According to his bio, Sherman runs a consulting firm that specializes in public lands, energy, water, mining, forestry, recreation, Native American and conservation strategies. An attorney for over 30 years, Sherman has represented major corporations, utilities, foundations, states, cities, counties, local districts and Native American tribes on a wide variety of governmental and natural resource-related issues.

“Harris Sherman is about as good as it gets,” Fielder said.

Explaining their concerns, Fielder said that Residents United has 520 people on its mailing list, and the group is worried about potential impacts on wildlife and the landscape, as well as water-quality issues. However, they believe the single greatest impact will be added truck traffic on the highway.

Based on figures provided at the open house, Peak Materials has pitched having as many as 230 truck trips a day going from the Hillyard Property to the Peak Materials facility in Silverthorne at Maryland Creek, Fielder said.

He explained that equates to 115 empty truck trips going one way and 115 trips going the other direction with full loads, which would put a gravel truck entering the highway every three minutes during the company’s hours of operations.

“We believe that has massive safety issues for human beings and all the people using Highway 9,” Fielder warned, adding that all the truck traffic will come with additional noise, pollution and potentially more vehicle collisions.

Over the phone, Hopkins acknowledged a lot of attention has been paid to potential truck counts, but she declined to comment on them specifically. Instead, Hopkins said that Peak Materials is adjusting its plan accordingly and, when it’s ready, will address those concerns.

“We certainly heard the public on all their comments in December, and we are taking this time to be very diligent about how to address those,” Hopkins said. “We just ask for everyone’s patience as we prepare our plans, and we will circulate those back out when they’re ready.”

Meanwhile, another group of Summit County residents — Friends of the Lower Blue River — has been trying to maintain a neutral stance while keeping a close eye on the permitting process and checking in with county planners every week to see if Peak Materials has filed for the two permits.
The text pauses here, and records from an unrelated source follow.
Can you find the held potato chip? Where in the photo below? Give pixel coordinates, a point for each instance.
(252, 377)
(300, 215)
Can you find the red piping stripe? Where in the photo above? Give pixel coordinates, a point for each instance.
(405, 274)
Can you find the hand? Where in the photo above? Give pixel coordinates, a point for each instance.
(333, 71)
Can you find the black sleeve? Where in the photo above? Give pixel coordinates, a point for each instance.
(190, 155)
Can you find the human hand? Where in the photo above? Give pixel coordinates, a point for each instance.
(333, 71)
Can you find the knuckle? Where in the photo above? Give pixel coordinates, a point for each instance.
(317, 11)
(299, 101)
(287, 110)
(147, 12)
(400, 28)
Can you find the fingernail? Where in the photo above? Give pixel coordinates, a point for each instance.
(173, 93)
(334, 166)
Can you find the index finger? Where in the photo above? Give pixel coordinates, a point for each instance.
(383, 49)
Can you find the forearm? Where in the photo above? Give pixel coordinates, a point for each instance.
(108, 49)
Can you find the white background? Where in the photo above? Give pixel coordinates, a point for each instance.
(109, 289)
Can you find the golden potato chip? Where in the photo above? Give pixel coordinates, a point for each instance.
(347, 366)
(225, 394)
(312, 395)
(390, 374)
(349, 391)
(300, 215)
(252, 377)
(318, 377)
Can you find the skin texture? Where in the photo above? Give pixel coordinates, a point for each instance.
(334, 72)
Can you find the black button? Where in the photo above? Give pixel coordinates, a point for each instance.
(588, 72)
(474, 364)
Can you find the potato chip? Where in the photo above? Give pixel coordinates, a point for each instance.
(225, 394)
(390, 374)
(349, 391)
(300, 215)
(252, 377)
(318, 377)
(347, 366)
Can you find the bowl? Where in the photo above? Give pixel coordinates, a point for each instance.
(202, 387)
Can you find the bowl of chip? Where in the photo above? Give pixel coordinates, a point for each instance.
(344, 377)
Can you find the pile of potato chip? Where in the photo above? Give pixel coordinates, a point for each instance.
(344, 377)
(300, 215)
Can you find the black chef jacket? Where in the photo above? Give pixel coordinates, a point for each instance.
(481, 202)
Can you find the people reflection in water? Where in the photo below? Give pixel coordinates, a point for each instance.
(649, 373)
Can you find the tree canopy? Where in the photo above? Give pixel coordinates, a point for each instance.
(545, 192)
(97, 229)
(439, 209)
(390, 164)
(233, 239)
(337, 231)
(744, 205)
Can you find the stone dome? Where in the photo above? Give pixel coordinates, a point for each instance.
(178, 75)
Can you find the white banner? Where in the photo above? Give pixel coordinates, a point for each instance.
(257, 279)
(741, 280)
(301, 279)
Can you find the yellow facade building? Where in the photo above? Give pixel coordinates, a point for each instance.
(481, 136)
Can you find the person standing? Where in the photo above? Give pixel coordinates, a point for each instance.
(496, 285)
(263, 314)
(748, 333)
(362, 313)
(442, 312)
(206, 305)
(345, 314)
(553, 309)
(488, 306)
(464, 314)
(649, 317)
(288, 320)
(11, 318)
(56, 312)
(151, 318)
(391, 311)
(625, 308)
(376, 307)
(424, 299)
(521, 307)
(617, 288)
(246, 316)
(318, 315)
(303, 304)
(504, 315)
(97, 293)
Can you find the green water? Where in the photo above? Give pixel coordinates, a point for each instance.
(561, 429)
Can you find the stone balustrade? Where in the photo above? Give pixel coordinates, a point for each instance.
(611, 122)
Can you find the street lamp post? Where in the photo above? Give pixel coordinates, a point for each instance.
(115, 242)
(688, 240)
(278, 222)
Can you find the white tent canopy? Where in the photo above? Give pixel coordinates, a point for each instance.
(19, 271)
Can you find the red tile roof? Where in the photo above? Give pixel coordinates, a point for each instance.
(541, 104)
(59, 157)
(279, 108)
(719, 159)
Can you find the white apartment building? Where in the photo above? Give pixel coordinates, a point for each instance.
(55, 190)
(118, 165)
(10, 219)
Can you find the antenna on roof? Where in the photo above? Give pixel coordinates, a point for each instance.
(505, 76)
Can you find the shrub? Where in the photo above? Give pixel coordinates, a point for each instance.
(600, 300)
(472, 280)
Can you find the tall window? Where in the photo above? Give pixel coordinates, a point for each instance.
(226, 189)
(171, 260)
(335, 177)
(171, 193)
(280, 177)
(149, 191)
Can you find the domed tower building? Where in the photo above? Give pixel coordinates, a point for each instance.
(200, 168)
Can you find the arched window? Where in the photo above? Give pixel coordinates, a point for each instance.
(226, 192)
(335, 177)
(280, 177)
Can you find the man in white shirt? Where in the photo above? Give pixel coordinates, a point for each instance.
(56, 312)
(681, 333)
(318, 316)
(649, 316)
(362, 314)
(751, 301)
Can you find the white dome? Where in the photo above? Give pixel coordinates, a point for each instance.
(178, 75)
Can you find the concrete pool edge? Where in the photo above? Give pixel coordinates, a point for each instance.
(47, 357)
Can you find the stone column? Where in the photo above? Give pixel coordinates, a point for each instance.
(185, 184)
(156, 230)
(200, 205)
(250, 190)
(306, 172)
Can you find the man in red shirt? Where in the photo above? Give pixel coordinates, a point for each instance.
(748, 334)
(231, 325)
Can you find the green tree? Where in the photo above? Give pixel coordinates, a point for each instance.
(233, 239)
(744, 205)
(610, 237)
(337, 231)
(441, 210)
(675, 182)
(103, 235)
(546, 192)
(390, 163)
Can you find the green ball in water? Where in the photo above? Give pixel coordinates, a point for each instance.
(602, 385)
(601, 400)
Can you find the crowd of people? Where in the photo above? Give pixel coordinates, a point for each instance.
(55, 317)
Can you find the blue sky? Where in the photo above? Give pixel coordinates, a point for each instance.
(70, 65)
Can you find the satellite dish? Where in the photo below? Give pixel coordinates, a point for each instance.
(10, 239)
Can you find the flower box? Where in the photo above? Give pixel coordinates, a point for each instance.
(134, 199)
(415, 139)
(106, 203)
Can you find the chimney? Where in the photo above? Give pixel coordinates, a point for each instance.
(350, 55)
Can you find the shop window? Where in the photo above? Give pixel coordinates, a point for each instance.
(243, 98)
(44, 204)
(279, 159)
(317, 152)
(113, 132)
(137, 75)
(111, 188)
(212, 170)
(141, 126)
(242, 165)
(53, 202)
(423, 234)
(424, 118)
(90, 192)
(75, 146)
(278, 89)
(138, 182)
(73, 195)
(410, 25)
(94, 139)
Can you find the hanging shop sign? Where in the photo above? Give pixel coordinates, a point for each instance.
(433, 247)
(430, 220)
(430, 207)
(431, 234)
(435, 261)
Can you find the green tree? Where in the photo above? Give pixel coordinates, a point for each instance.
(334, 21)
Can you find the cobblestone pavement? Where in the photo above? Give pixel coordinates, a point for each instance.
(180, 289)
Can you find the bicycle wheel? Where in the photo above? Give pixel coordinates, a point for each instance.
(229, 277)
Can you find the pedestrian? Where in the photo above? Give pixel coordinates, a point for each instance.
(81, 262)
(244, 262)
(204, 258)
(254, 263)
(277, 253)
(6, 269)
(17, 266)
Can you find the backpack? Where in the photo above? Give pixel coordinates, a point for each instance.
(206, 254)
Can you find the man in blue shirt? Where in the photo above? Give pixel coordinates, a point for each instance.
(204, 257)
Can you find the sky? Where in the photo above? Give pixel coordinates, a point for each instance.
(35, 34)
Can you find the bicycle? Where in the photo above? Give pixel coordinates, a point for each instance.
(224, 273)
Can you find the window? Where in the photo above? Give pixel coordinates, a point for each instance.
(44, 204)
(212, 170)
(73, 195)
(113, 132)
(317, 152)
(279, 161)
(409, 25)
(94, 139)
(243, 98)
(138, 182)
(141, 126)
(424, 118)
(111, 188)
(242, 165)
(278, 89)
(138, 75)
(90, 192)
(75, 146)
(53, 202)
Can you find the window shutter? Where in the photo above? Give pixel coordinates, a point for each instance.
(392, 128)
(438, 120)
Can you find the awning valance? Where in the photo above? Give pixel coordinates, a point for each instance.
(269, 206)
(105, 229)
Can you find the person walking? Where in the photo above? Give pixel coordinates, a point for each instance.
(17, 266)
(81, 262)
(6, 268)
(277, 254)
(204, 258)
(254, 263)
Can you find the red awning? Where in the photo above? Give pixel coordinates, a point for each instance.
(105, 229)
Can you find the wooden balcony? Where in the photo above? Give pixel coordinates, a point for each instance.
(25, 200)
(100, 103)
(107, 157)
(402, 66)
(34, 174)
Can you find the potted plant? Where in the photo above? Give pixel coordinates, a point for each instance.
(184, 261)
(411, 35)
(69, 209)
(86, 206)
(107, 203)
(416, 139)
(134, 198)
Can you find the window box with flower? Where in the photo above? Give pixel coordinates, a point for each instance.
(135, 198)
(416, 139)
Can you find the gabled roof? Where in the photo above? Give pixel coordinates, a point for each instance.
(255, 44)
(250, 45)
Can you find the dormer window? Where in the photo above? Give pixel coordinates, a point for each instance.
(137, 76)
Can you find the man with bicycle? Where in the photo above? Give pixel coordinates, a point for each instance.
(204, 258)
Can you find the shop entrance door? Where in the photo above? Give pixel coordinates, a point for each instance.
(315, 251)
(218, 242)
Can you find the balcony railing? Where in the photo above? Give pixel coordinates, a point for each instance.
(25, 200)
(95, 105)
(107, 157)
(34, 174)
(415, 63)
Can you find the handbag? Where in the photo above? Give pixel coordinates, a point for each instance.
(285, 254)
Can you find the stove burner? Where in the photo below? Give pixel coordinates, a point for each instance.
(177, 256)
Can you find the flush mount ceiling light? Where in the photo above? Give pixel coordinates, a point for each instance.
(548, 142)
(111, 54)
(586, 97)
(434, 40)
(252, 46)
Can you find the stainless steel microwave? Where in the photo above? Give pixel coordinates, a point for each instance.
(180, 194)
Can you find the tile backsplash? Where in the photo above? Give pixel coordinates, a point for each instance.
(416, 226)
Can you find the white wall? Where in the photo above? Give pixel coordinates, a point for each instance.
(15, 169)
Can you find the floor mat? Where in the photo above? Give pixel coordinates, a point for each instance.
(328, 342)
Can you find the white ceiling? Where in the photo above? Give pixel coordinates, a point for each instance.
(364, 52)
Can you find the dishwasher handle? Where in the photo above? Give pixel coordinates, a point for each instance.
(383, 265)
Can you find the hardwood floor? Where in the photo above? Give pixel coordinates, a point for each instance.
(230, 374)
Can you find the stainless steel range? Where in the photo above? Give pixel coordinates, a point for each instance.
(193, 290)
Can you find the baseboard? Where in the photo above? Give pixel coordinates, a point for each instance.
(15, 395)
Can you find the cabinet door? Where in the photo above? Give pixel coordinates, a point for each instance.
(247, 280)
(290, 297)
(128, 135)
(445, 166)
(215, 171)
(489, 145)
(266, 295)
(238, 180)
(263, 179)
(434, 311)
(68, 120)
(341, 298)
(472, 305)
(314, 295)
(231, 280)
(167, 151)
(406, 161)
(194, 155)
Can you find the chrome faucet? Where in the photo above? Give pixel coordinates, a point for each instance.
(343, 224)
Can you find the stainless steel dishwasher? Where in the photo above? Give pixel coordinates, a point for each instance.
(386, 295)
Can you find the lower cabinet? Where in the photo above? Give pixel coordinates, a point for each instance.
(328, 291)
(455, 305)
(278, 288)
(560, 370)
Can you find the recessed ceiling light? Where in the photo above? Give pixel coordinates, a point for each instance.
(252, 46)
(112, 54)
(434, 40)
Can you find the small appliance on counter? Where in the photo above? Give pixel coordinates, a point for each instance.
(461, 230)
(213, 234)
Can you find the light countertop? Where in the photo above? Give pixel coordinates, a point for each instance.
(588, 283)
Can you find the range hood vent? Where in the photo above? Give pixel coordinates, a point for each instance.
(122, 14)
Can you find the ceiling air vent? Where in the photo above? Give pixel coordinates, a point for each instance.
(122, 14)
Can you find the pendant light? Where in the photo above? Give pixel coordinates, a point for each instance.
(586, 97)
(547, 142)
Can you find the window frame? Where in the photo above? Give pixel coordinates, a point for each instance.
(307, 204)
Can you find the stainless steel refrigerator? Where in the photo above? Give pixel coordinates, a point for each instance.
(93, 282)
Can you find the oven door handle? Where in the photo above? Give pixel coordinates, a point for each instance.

The county’s review process won’t begin until the permit applications have been received, at which point the Lower Blue Planning Commission will consider the applications and hold public hearings as part of the process.

While the planning commission would rule on the permits, the issue could come before the three-member Summit Board of County Commissioners who would handle any appeals to the planning commission’s decision.

Referencing the likelihood the permits could come before the county commissioners, Fielder said Sherman has been hired to help Residents United “defeat the proposal at every level of county government.”